Finalizo com um pedido do meu coração. Nos últimos meses este debate tem se acirrado. Convertidos com histórico muçulmano, como Nabil e Ibrahim não podem participar diretamente da discussão, porque se exporiam a mais perseguição além do que já sofreram. Mas, cristãos que não têm um histórico muçulmano mantêm o debate aquecido, anatematizando primeiro Ibrahim e depois Nabil. Mas Nabil e Ibrahim respeitam-se como irmãos e conseguem discordar em amor.

Quanto a mim, quando me lembro do quanto magoei o meu amigo judeu em 1979, quero ser cuidadoso para não rejeitar nem ferir irmãos que já sofreram rejeição e prisão por causa de Jesus.
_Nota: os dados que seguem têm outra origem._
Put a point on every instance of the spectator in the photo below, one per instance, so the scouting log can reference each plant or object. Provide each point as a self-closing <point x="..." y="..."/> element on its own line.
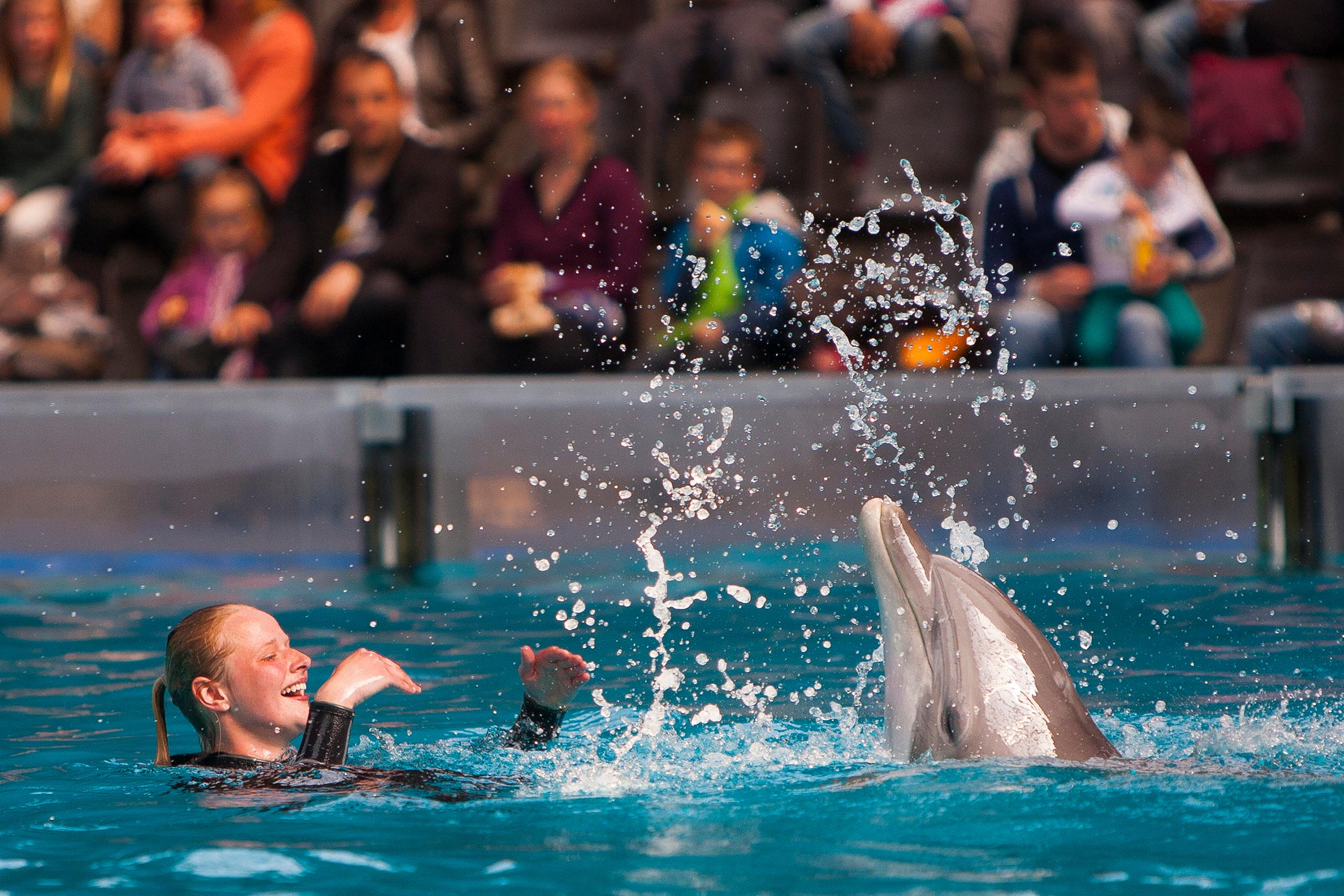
<point x="1149" y="225"/>
<point x="1170" y="35"/>
<point x="172" y="79"/>
<point x="1305" y="332"/>
<point x="365" y="238"/>
<point x="1042" y="262"/>
<point x="1105" y="26"/>
<point x="729" y="263"/>
<point x="866" y="35"/>
<point x="443" y="62"/>
<point x="139" y="196"/>
<point x="49" y="323"/>
<point x="569" y="237"/>
<point x="97" y="27"/>
<point x="49" y="118"/>
<point x="187" y="321"/>
<point x="681" y="50"/>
Jesus disse: “Quem vier a mim Eu jamais rejeitarei”.

Ao compreenderem suas posições no Corpo universal de Cristo, Nabil e Ibrahim devem ouvir o conselho de outros ao redor do mundo. Mas, se compreendemos nossa posição no mesmo Corpo, então devemos respeitar seus direitos humanos fundamentais para definir – sob a autoridade das Escrituras – como expressar suas identidades como seguidores de Cristo. É a vida deles que literalmente está em jogo. Se eles conseguem respeitar um ao outro depois de sofrer a prisão por causa de Jesus, então, certamente, nós podemos tratar os dois com respeito.

© The Lausanne Movement

  1. Devido ao fato de Nabil e outros citados neste artigo terem sido presos ou sofrido tentativa de assassinato por causa de sua fé, este artigo usa pseudônimos por motivos de proteção.